A Masterpiece Remastered
When considering a redesign, it is really important to, once again, ask yourself 'why?' And in that 'why?' you must define a need. For Herman Miller, the need still existed for the Aeron Chair, as did the client base. Which takes me into another very important aspect of improving a bestseller. Your plan should involve maintaining the important aspects of your original vision as you move forward.
Stumpf's original goal was to create a chair that inspired a lack of awareness, and this is something Herman Miller kept very close to the heart of the redesign. By preserving the original iconography of the chair, they were able to hold onto the visual personality of the chair that once seemed strange, but that now represents status.
What's the Bottom Line?
Going in for a redesign, there must be a strong production plan, but there also must be an even stronger bottom line. What purpose will your improvements fulfill?
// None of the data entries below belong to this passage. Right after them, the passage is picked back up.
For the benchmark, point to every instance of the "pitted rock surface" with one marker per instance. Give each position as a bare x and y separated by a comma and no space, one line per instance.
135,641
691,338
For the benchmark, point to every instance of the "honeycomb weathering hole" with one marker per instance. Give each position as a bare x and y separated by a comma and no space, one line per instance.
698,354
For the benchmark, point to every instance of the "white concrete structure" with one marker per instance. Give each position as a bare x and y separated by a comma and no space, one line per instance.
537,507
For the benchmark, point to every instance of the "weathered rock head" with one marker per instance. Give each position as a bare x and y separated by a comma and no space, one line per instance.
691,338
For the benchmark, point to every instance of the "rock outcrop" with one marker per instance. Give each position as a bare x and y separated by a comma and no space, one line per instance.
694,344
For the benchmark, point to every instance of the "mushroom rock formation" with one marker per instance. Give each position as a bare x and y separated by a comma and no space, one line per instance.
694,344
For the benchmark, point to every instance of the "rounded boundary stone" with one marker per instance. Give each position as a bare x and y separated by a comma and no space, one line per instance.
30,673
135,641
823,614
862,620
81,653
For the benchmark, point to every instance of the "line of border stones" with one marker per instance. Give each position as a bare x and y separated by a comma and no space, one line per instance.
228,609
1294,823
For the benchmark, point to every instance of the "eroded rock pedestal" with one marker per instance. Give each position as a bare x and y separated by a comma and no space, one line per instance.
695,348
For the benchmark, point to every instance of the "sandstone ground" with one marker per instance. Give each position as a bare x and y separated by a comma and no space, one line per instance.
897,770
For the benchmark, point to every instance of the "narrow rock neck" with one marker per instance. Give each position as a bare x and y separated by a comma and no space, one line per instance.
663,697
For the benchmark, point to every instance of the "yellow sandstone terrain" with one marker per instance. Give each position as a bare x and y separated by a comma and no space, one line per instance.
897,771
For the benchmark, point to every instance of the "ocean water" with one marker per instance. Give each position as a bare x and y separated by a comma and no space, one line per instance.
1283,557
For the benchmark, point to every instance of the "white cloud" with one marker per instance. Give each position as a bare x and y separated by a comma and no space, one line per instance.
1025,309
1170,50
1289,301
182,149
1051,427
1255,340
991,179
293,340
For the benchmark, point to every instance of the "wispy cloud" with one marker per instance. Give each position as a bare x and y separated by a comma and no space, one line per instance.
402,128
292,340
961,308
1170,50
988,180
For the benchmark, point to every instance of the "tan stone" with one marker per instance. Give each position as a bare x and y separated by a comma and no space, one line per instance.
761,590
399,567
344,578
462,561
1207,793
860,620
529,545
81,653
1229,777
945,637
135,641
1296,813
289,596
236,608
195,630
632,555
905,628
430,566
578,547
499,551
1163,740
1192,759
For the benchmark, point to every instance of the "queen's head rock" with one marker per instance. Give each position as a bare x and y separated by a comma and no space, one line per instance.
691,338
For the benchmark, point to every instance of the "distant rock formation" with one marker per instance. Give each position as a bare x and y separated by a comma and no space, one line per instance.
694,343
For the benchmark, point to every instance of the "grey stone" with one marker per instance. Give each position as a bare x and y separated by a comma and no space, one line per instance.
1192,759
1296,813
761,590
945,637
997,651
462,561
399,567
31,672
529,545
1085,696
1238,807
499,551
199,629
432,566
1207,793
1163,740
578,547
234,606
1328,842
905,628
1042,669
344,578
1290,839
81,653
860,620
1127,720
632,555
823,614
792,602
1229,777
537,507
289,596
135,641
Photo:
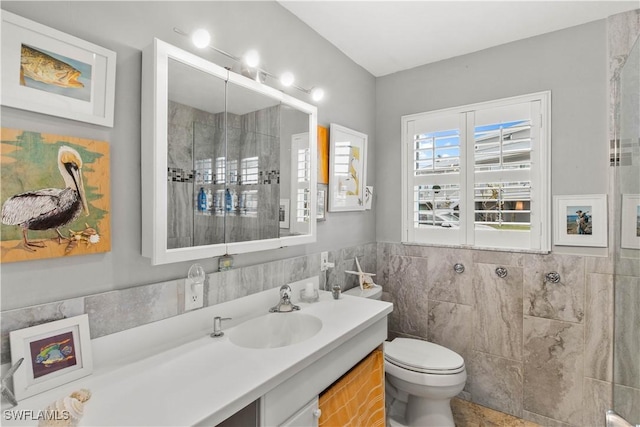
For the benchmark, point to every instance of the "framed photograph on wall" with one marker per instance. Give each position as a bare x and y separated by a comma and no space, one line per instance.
54,353
630,238
321,214
51,72
580,220
283,213
347,169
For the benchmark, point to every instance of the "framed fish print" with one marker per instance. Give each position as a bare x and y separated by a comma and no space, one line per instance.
347,168
630,233
47,71
580,220
53,354
54,196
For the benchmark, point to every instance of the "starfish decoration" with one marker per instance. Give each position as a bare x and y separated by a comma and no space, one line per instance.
364,279
5,390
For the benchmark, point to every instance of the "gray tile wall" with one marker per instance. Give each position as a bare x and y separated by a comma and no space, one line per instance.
537,350
115,311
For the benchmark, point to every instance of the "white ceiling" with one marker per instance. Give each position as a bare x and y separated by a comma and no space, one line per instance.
389,36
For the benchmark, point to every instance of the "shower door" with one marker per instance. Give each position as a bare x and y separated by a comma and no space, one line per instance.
626,366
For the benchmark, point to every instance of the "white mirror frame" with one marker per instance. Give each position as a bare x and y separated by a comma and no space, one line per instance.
155,98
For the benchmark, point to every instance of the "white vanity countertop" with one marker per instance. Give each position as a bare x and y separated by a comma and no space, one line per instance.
157,375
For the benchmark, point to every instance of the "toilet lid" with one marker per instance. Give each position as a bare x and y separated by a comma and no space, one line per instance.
423,356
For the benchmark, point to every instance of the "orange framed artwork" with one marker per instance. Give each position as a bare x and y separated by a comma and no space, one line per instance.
323,155
55,196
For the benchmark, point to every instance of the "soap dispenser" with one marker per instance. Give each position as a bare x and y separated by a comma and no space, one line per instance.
228,203
202,200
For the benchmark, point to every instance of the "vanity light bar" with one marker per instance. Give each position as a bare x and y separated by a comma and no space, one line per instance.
200,38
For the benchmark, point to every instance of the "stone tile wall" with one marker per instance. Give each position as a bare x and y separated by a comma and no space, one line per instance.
533,349
115,311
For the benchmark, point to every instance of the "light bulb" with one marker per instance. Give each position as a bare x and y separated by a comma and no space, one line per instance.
317,93
252,59
200,38
287,78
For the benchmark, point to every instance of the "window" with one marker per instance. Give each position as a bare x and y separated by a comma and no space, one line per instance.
478,175
300,191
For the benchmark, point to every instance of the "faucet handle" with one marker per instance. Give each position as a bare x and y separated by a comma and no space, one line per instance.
217,326
285,291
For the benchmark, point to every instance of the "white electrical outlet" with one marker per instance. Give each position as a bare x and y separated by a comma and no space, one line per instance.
193,295
324,261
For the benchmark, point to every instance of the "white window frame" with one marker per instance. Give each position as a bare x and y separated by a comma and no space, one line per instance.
538,238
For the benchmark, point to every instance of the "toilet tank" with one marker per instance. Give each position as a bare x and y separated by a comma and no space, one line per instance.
372,293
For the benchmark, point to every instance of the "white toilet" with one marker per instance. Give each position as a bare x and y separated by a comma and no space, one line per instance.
422,377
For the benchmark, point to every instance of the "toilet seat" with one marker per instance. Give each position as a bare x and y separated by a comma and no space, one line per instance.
423,357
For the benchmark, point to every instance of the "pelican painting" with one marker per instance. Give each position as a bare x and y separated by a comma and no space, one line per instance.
49,208
55,192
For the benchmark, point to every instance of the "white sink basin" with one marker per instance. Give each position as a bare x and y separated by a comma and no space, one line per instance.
275,330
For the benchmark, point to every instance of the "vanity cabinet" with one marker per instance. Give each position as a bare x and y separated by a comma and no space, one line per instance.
224,159
308,416
280,405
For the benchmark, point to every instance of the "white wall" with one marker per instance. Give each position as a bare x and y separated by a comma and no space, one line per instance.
571,63
127,27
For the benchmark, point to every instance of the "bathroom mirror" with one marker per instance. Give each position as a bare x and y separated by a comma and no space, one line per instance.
220,154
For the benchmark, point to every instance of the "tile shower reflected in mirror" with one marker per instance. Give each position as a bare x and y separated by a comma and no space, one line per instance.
229,161
626,366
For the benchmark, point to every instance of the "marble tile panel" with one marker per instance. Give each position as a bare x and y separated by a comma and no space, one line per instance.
626,402
468,414
602,265
335,275
628,266
553,369
116,311
204,136
383,254
252,279
627,331
498,311
301,267
504,259
445,283
408,288
450,325
560,301
21,318
496,382
180,209
599,327
352,252
223,286
596,401
412,250
546,421
273,275
180,147
370,258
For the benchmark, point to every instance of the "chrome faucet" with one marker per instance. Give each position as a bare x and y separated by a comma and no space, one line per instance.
217,326
285,305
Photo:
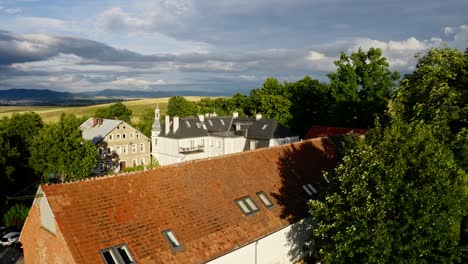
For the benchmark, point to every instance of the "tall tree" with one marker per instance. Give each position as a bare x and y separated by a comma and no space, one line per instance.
60,151
391,206
273,101
117,110
181,107
362,87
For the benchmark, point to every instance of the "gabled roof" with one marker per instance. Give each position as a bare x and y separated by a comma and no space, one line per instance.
264,128
326,131
196,200
99,131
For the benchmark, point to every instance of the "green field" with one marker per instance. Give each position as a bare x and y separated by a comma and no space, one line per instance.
52,114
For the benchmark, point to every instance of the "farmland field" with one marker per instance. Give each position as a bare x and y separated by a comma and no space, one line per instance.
52,113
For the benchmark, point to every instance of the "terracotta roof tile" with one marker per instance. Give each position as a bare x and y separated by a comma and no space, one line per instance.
194,199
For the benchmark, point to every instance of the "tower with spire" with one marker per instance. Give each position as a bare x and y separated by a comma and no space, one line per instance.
155,129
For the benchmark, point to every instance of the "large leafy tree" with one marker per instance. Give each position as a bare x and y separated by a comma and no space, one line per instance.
397,198
60,151
436,93
273,101
117,110
362,87
181,107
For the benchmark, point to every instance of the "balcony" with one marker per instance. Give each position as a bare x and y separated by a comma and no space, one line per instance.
192,149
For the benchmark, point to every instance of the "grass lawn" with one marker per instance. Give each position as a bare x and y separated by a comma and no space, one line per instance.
52,114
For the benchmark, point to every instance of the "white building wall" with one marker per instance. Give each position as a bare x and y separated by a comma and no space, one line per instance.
234,145
271,249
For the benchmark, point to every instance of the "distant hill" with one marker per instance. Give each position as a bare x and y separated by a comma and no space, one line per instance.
38,97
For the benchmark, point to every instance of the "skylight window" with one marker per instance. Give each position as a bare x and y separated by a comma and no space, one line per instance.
173,242
264,198
309,189
247,205
117,255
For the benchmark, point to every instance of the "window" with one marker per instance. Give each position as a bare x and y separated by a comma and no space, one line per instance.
264,198
309,189
173,242
247,205
117,255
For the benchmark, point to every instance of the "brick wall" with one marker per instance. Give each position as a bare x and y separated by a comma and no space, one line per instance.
41,246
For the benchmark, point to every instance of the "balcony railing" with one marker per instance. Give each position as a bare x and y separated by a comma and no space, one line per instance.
194,149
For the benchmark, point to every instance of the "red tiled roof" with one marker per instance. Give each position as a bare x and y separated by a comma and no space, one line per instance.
195,200
325,131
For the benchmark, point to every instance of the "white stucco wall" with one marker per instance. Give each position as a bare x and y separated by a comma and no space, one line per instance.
271,249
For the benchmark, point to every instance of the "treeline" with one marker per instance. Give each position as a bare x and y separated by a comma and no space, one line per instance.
357,92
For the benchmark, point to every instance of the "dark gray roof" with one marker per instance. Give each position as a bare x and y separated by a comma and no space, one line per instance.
251,128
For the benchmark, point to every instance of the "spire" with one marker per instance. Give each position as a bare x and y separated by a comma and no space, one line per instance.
157,123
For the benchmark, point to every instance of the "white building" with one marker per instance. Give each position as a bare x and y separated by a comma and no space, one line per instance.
190,138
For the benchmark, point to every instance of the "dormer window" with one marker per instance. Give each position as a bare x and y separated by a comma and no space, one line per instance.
264,198
172,240
117,255
309,189
247,205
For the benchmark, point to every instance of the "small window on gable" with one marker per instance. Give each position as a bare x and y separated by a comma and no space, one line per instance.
247,205
117,255
264,198
309,189
172,240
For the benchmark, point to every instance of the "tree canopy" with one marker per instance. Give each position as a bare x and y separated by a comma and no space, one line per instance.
181,107
115,111
397,198
59,151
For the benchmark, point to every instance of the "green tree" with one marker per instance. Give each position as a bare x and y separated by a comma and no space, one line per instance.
397,197
115,111
436,93
273,101
362,87
16,215
60,151
181,107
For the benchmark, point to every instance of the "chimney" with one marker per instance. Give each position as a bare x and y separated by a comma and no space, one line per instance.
167,124
176,123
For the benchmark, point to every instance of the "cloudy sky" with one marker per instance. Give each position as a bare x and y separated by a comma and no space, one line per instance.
210,45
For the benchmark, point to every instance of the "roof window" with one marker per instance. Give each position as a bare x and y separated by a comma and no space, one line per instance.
264,198
117,255
247,205
173,242
309,189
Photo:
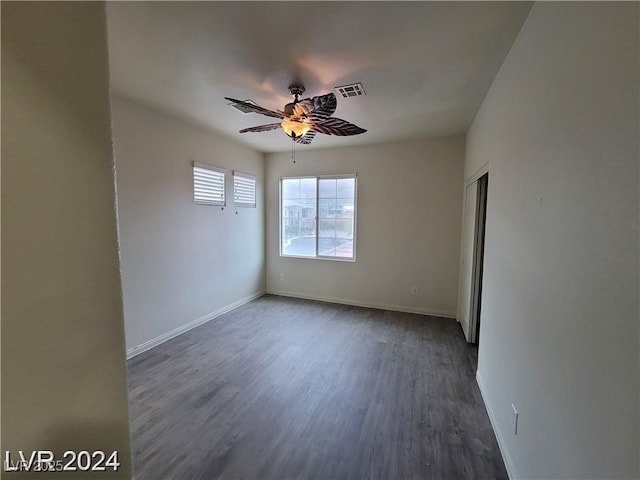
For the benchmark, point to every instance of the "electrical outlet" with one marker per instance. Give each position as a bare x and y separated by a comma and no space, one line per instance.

And how will you combine the old with the new for a purpose and bottom line that really mean business?
The bottom line for the new Aeron Chair is that it performs better, period. With stronger, smarter materials, better adjustment capabilities, and new finish options, these improvements have taken the Aeron Chair into a new era. As for what Bill Stumpf might have thought, Tom Niergarth commented, "I believe that he would be elated that we have made the advancements that we have on this new Aeron because it is better fulfilling his aspirations." I concur.